Schon ab 1949 spielten die SPD-Vertreter in den politischen Gremien der DDR kaum noch eine Rolle. Ulbricht und seine Leute verdrängten planmäßig die Sozialdemokraten aus dem politischen Leben – wo es ging, mit demokratischem Anschein. Wo nicht, griff die sowjetische Militärjustiz ein, welche manche Nazi-Konzentrationslager alsbald wieder eröffnete und mit Oppositionellen belegte. Tausende Sozialdemokraten kamen in Haft oder wurden sogar hingerichtet.

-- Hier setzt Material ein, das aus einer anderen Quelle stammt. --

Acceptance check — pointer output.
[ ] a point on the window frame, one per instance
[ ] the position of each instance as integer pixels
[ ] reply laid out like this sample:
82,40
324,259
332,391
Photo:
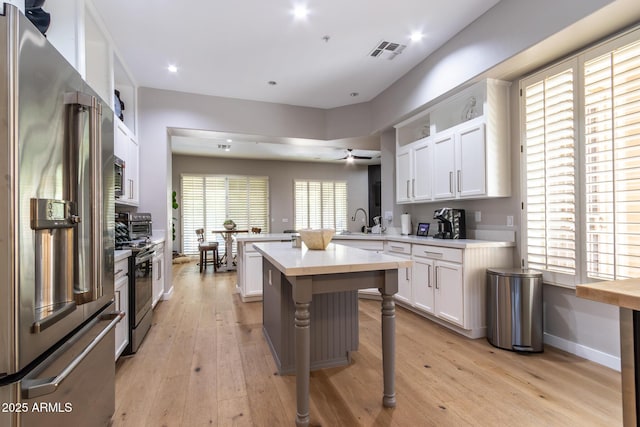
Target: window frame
578,61
322,182
226,178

Ansonsten war das Verhältnis der SPD zu den Kommunisten mehr als gestört und hat der Partei eher geschadet als genützt: Sie musste 1917 die Abspaltung der USPD hinnehmen. Aus Teilen der Unabhängigen Sozialdemokraten entstand der Spartakus-Bund – ein Vorläufer der KPD. Als die Spartakisten 1919 zur Revolution schritten, ließ die Mehrheits-SPD unter Ebert, Scheidemann und Noske den Aufstand mit Reichswehr- und Freikorps-Einheiten gewaltsam beenden.

In der Weimarer Republik waren die Sozis für die Kommunisten ein Hassobjekt und wurden „Arbeiterverräter“ oder „Sozialfaschisten“ genannt. Eine „Volksfront“, die Hitler vielleicht noch hätte aufhalten können, kam nie zustande.

Die KPD war sich auch nicht zu schade, 1932 das letzte Bollwerk der Demokraten, die SPD-geführte Regierung Preußens unter Otto Braun zu stürzen: Da sie zusammen mit den Nazis die Mehrheit im Landtag stellten, verhinderten die Kommunisten das Zustandekommen einer demokratischen Regierung. Mittels einer Notverordnung setzte sich der deutschnationale Reichskanzler Franz von Papen als Reichskommissar ein.    

https://de.wikipedia.org/wiki/Preu%C3%9Fenschlag

Die SPD hat nie in ihrer fast 150-jährigen Geschichte Antidemokraten unterstützt – weder auf der linken noch gar der rechten Seite. Sie ist nicht nur die älteste deutsche Partei, sondern musste seit 1890 nie ihren Namen ändern.

Das gilt für die bürgerlichen Parteien nicht – und sie hatten auch allen Grund dazu: 1933 verrieten sie die Demokratie durch Zustimmung zu den Ermächtigungsgesetzen Hitlers. Einzig die Sozialdemokraten stimmten dagegen – und mussten das mit vielen Opfern büßen. Hätte man die Kommunisten nicht schon aus dem Reichstag ausgeschlossen gehabt, wäre man in der Ablehnung sicher einig gewesen.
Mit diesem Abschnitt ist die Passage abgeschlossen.